Ultimately, after six years of platonic love, Félix succumbs to the seductive wiles of an energetic Englishwoman, Lady Dudley, who trails behind her a husband and two sons. By now Félix has attained a position in the world as private secretary to the king, Louis XVIII. He should be content with his lot as the acknowledged lover of a passionate woman while still retaining his filial ties to his chaste beloved. But of course he is not. As he explains to Henriette, “you soar victoriously above her, she is a woman of the earth, the daughter of fallen races, and you are the daughter of heaven, the adored angel.” He tells her that Lady Dudley knows “you have all of my heart and she has only my flesh. . . . For you the soul, for you my thoughts, for you, pure love, for you youth and old age; for her desires and pleasures of a fugitive passion.”
Balzac has conveniently divided womanhood into the prototypes of the madonna and the whore, each satisfying a different part of his nature. That one of these figures is French and the other English allows him to praise the Frenchwoman excessively at the expense of her English counterpart. Rarely will you find pages so outrageously chauvinistic as those written to compare the love of a Frenchwoman with that of an Englishwoman. Balzac is not known for his moderation.
In the end, Balzac kills off Henriette, as so many French authors have done to heroines before a
nd after him, but not before delivering a whopping surprise in her final death agony. I leave that for you to discover. And in the very last pages of the book, in a letter written to Félix by a certain Nathalie, we see that Balzac is capable of critiquing his own creation. However heartfelt his identification with the young Félix, however idealistic his portrayal of the angelic mother, Balzac turns the tables on his hero and takes him to task for his refusal to grow up. Nathalie, to whom Félix has turned for affection, writes him that he can “taste happiness only with dead women.” She is not about to step into the perilous space left empty by Henriette and Lady Dudley. For the moment, Félix de Vandenesse is left stranded in a loveless no-man’s-land, still craving the woman who will bring together his yearning for the mother and his physical need for a mistress-wife. I say “for the moment” because Félix will reappear in nine other novels, all part of the capacious oeuvre Balzac called The Human Comedy.

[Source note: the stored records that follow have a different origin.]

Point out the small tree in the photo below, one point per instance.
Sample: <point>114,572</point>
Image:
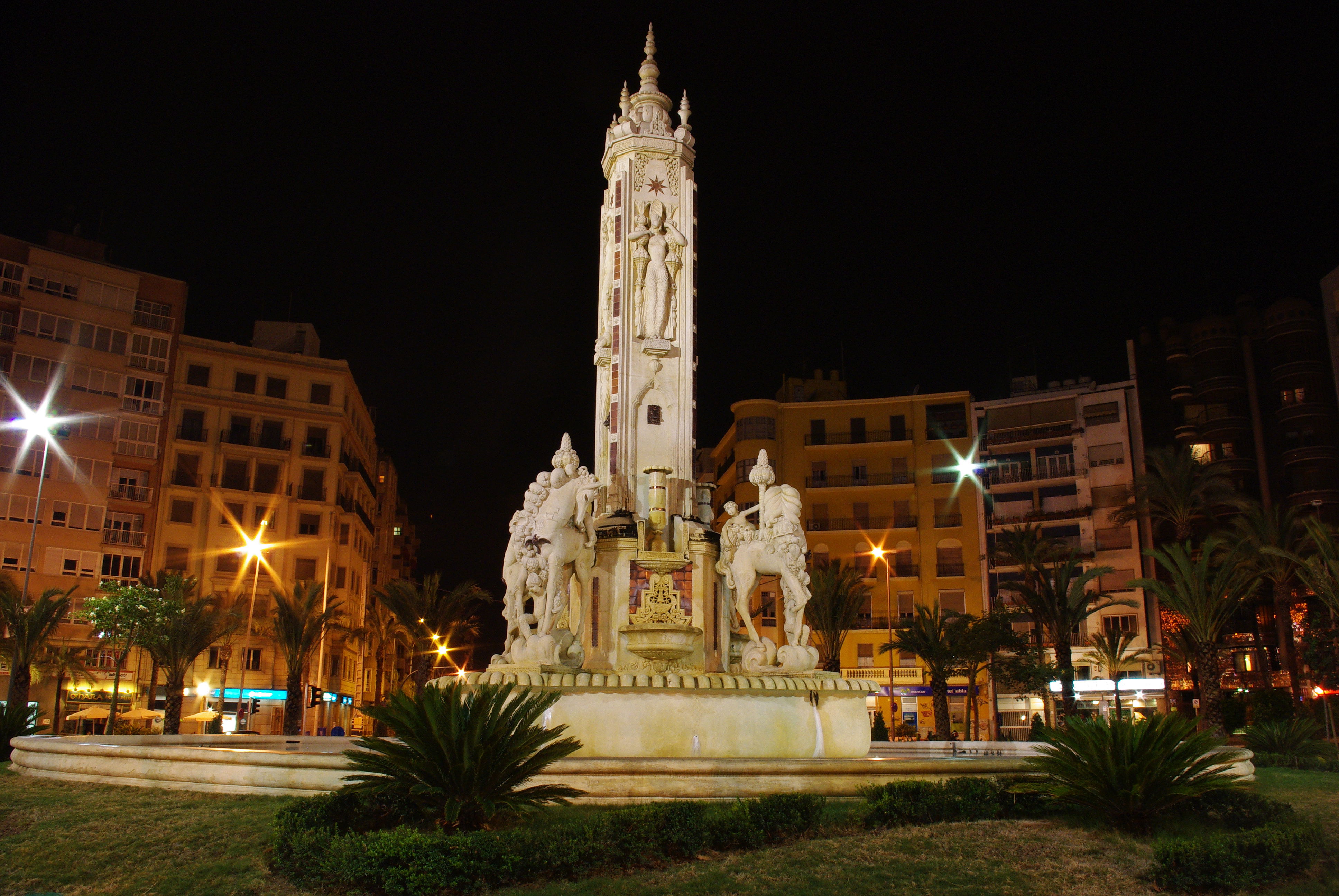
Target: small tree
<point>298,627</point>
<point>30,627</point>
<point>839,595</point>
<point>1113,654</point>
<point>432,617</point>
<point>1060,605</point>
<point>1206,590</point>
<point>124,617</point>
<point>936,642</point>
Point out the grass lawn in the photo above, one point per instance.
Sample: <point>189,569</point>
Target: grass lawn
<point>87,839</point>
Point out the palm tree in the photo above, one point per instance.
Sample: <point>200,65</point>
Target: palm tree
<point>1113,654</point>
<point>1206,590</point>
<point>30,630</point>
<point>298,627</point>
<point>839,594</point>
<point>935,638</point>
<point>462,753</point>
<point>63,663</point>
<point>1271,540</point>
<point>432,617</point>
<point>379,631</point>
<point>1060,603</point>
<point>189,631</point>
<point>1179,491</point>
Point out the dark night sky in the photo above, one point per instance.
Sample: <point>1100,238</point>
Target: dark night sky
<point>924,199</point>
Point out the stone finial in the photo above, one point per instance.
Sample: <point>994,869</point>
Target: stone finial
<point>625,104</point>
<point>650,72</point>
<point>564,456</point>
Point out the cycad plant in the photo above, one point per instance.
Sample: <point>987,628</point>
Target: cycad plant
<point>1180,492</point>
<point>938,642</point>
<point>1206,590</point>
<point>1295,738</point>
<point>30,627</point>
<point>301,619</point>
<point>1113,654</point>
<point>1128,772</point>
<point>464,753</point>
<point>839,594</point>
<point>432,617</point>
<point>1060,603</point>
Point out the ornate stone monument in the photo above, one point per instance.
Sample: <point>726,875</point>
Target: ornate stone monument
<point>618,590</point>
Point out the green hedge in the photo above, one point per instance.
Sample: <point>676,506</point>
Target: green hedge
<point>315,843</point>
<point>1285,761</point>
<point>1230,862</point>
<point>924,803</point>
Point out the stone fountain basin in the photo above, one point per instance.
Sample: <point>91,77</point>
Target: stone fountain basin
<point>661,642</point>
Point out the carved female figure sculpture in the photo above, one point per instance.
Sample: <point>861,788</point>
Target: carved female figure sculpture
<point>663,240</point>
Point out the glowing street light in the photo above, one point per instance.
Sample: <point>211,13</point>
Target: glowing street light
<point>252,550</point>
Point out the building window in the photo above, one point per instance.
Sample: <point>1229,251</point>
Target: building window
<point>756,428</point>
<point>149,353</point>
<point>177,559</point>
<point>183,511</point>
<point>138,440</point>
<point>1123,623</point>
<point>144,395</point>
<point>1104,413</point>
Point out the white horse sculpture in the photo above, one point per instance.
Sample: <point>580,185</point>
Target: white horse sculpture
<point>776,548</point>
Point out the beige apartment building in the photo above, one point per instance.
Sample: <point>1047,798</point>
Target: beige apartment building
<point>100,341</point>
<point>272,441</point>
<point>874,473</point>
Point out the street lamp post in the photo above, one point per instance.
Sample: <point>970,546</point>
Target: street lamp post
<point>251,550</point>
<point>879,554</point>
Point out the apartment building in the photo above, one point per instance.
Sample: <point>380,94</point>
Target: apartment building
<point>874,473</point>
<point>100,342</point>
<point>272,441</point>
<point>1064,457</point>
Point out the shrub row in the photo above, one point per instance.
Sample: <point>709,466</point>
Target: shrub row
<point>1285,761</point>
<point>923,803</point>
<point>1235,860</point>
<point>315,844</point>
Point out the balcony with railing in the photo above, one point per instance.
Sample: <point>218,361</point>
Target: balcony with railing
<point>868,437</point>
<point>124,538</point>
<point>848,481</point>
<point>852,524</point>
<point>1033,435</point>
<point>130,492</point>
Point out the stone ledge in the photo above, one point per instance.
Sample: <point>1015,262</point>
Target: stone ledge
<point>710,681</point>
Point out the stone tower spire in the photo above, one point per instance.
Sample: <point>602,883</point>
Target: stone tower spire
<point>646,352</point>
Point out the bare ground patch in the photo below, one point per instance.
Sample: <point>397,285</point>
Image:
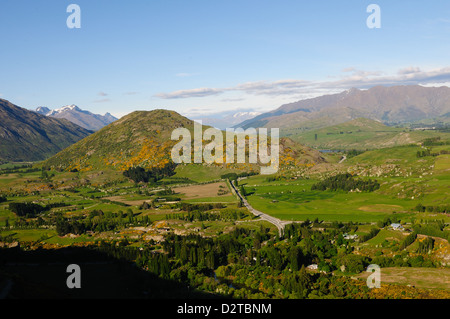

Is it possible for any living woman today to identify with these mother figures created to fill the psychological needs of men with incestuous longings? As a woman and a mother, I feel no sisterhood with either the mindlessly passionate Ellénore or the saintly Henriette. Only Madame de Rênal comes across as the reflection of a real person, someone whose hesitations and anxieties, transports and fleeting happiness, concerns for her greater age and fear of losing her lover, and simultaneous worries about her children and husband all ring true. More than any other male author, Stendhal endowed women with a credible female psyche. Perhaps he could do this because he carried within him vestigial memories of a loving mother and was not merely prey to unrealistic fantasies of a mother he had never known.